It is important to keep in mind that random assignment and random sampling are not synonymous with one another. Random sampling is when researchers utilize a variety of probable sampling techniques (e.g., simple, systematic, stratified, or cluster) to recruit participants who approximate the general population. It also means that all members of a given population have an equal chance of being recruited to participate.

1.3.2.3 Matching

To further avoid the threat of selection bias, researchers may engage in the process of participant matching. This is especially helpful if a researcher cannot guarantee equivalent groups through randomization, or when sample size may be too small. Participants are matched on a variety of characteristics (e.g., cognitive or intelligence pre-test scores, gender, age, etc.), by placing members of similar characteristics in either an experimental/intervention condition or in the control condition. This helps a researcher establish some degree of equivalence between groups within a particular sample.
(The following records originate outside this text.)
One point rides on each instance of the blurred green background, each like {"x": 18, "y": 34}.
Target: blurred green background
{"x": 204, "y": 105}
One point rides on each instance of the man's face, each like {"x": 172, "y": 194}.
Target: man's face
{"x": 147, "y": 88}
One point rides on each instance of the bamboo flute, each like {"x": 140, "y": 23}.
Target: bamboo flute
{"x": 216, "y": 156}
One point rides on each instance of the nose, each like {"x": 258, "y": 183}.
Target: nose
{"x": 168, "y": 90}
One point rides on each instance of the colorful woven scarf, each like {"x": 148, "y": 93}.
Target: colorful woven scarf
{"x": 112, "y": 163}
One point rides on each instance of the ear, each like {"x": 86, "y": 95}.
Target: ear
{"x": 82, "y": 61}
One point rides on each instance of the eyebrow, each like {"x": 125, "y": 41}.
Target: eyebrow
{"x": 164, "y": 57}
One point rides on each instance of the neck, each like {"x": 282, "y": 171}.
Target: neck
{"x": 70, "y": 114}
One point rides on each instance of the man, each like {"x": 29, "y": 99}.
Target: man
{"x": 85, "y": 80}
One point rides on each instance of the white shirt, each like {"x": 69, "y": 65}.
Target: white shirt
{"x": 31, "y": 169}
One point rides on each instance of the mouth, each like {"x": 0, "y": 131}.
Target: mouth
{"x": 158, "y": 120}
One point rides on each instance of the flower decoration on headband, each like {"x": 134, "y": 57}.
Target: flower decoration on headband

1.3.2.4 Blocking and Holding Variables Constant

Researchers may also choose to use some characteristic in the study’s sample (e.g., cognitive or intelligence scores, ethnicity or race) as an additional independent variable. This is referred to as blocking. Unlike matching, researchers may employ this strategy to see if a particular characteristic of the sample has an effect on the dependent variable. Alternatively, some researchers may choose to hold a particular characteristic constant or homogenize some sample characteristic so as to eliminate any undue influence from extraneous characteristics of a sample. For instance, a researcher may choose to only recruit high school aged adolescent boys between the ages of 14 and 15 who score above a certain threshold on an anxiety and depression measure to participate in a short-term emotional regulation treatment study.

1.4 External Validity

Many researchers invest time and resources with the hopes of expanding their research findings to larger communities and contexts, especially if the research is aimed at alleviating any suffering or influence larger systemic change efforts. Thus, researchers are not only concerned with internal validity, but also the external validity of their study. External validity is the degree towhich research findings can be generalized to the population that approximate the original context of the study (Campbell & Stanley, 1963; Cook & Campbell, 1979; Shadish et al., 2002).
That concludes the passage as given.